In March 2026, the Company amended its existing promissory notes - see Note 6, Convertible Note Payable, for a discussion of certain amendments to the Note and the New Note.

Streeterville Note

In July 2024, the Company entered into a note purchase agreement with Streeterville, pursuant to which the Company issued and sold to Streeterville a Secured Promissory Note (the “Streeterville Note”) in the original principal amount of $1.2 million. The Streeterville Note carried an original issuance discount of $283,500. The Company incurred additional debt issuance costs of $5,000. As a result, the Company received aggregate net proceeds of approximately $0.9 million in connection with the sale and issuance of the Streeterville Note. The Streeterville Note was to mature on July 3, 2025 and the Company was required to make weekly repayments to Streeterville on the note in the amount of $22,856 until the Streeterville Note was paid in full. The Company was able to pay all or any portion of the outstanding balance earlier than it is due without penalty. In the event the Company repaid the Streeterville Note in full on or before December 31, 2024, the Company would have received a $75,000 discount from the outstanding balance.

No interest was to accrue on the Streeterville Note until an occurrence of an Event of Default, as defined in Section 4 of the Streeterville Note, if ever. The Streeterville Note provided for customary events of default, including, among other things, the event of nonpayment of principal, interest, fees or other amounts, a representation or warranty proving to have been incorrect when made, failure to perform or observe covenants within a specified period of time, a cross-default to certain other indebtedness of the Company, the bankruptcy or insolvency of the Company or any significant subsidiary, monetary judgment defaults of a specified amount and other defaults resulting in liability of a specified amount. In the event of an occurrence of an Event of Default by the Company, Streeterville could have declared all amounts owed under the Streeterville Note immediately due and payable. Also, a late fee and interest penalty of equal to either 22% per annum or the maximum rate allowable under law, whichever is lesser, could have been applied to any outstanding amount not paid when due or that remained outstanding while an Event of Default exists. The Streeterville Note was secured by all of the Company’s assets as set forth in the Security Agreement dated July 3, 2024.
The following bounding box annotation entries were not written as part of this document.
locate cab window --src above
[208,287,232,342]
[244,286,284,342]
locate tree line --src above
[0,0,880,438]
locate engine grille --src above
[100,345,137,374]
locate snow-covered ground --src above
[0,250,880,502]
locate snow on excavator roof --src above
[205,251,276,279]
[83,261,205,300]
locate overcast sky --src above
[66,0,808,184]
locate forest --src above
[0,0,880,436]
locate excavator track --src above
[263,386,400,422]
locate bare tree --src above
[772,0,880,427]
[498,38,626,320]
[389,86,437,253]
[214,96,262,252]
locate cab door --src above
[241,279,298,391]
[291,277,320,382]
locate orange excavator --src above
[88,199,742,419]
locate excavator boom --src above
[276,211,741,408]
The Company made principal payments to Streeterville of $0.6 million during the three months ended March 31, 2025. The Company repaid the outstanding Streeterville Note prior to its maturity date and recognized a gain on extinguishment of note of $37,500. As a result, the Streeterville Note has been fully repaid and satisfied as of March 31, 2025, and the Company's obligations thereunder, were cancelled and terminated.

Insurance Financing

In October 2025, the Company entered into a financing agreement with First Insurance Funding (“First Insurance”) in order to fund a portion of its insurance policies for the upcoming policy year. The amount financed was $0.2 million and incurs interest at a rate of 7.72% per annum. The Company is required to make monthly payments of $18,299 from November 2025 through July 2026. The outstanding balance as of March 31, 2026 is $0.1 million.

In October 2024, the Company entered into a financing agreement with First Insurance in order to fund a portion of its insurance policies for the most recent policy year. The amount financed was $0.2 million, which incurred interest at a rate of 8.42% per annum. The Company was required to make monthly payments of $20,396 from November 2024 through July 2025. There was no outstanding balance as of March 31, 2026.